Put compost in a burlap bag and set in water. Agitate every once in a while. In a few hours to a few days (depending on amount of compost and water) you will have compost tea. You can make compost tea in containers from the size of a watering can to the size of a garbage can, or larger. For use, the tea should be a light amber color. If it is darker than that, simply dilute with water. Pour a pint each around shrubs, water your lawn with it, soak seeds in it before planting. The compost used to make the tea is still potent. Use it as you would use fresh compost.

HELPFUL HINTS

Too wet? Add a few shovelfuls of garden soil and dry material such as fallen leaves or straw. Mix again. Cover in very rainy weather. Check drainage is adequate. The pile should be damp like a wrung out sponge, neither still dripping nor dry.
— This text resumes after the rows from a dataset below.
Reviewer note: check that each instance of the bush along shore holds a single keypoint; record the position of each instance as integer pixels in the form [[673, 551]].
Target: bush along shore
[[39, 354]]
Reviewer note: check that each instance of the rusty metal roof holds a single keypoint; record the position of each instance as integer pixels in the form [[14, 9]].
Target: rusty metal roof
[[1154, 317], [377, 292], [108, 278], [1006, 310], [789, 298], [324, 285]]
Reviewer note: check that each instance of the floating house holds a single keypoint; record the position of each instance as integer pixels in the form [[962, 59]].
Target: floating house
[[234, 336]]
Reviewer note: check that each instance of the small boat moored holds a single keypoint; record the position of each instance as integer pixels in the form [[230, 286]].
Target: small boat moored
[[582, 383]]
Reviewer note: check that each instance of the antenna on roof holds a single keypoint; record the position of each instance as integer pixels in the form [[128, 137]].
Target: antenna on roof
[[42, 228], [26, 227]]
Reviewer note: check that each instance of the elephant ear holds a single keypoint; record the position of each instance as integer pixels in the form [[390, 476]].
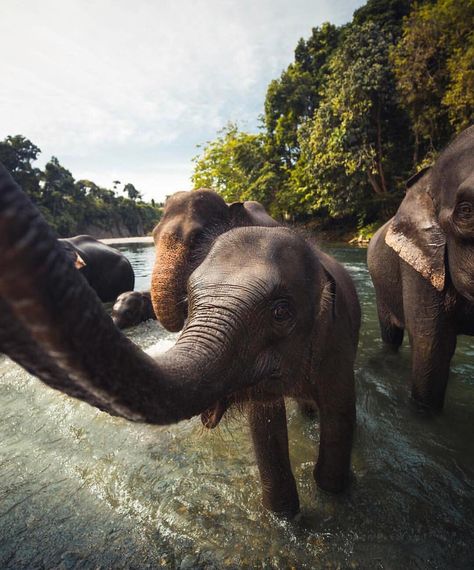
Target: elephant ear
[[79, 262], [415, 234]]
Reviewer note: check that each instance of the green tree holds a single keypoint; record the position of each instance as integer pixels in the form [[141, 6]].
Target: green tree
[[17, 153], [350, 148], [235, 165], [433, 65], [132, 192]]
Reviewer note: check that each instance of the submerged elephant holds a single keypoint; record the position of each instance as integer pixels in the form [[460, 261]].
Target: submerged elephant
[[132, 308], [422, 265], [191, 222], [269, 315], [106, 269]]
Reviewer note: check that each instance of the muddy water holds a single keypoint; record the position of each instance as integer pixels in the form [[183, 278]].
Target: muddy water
[[80, 489]]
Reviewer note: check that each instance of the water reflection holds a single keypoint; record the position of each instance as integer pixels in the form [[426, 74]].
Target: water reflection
[[80, 489]]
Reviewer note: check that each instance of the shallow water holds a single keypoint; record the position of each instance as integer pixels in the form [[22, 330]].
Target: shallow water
[[81, 489]]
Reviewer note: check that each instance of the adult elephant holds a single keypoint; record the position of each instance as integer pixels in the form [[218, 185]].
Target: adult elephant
[[106, 269], [422, 265], [132, 308], [190, 223], [269, 315]]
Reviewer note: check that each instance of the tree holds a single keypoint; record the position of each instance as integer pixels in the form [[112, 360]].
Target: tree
[[349, 147], [235, 165], [433, 65], [132, 192], [17, 153], [293, 98]]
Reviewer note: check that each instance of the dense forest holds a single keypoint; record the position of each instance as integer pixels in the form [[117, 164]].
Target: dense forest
[[74, 207], [360, 109]]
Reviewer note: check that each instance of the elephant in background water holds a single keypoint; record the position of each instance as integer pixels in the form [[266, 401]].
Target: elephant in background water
[[105, 268], [269, 315], [132, 308], [422, 265]]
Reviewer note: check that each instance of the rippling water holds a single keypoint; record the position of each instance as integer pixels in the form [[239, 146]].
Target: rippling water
[[81, 489]]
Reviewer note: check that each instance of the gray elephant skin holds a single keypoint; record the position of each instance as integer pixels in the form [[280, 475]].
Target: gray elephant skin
[[422, 265], [190, 223], [268, 315], [105, 268], [132, 308]]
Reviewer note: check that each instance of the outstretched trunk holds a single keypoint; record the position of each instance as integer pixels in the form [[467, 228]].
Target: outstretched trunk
[[54, 325]]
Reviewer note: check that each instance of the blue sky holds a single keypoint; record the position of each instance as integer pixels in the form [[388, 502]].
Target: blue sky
[[122, 90]]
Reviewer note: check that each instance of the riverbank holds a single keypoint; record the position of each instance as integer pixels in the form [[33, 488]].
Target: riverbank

Too dry? Out with the hose and garden fork. Sprinkle, sprinkle, mix, mix - it will soon be fixed.
Too slow? Wait for warmer weather or add more juicy vegetable peels and some animal manure. Also make sure the particles are not too large - you'll soon get the hang of it. In Winter, compost will break down more quicly if you keep the heap warm. Try covering it with an old piece of carpet, underfelt or a few layers of hessian.
Too smelly? Turn it more often, dry it out a bit. Your heap needs more air in it and less water. Sulphur odour (rotten-egg smell) occurs when the pile is too wet. Ammonia odour occurs when there is an excess of nitrogen or green material.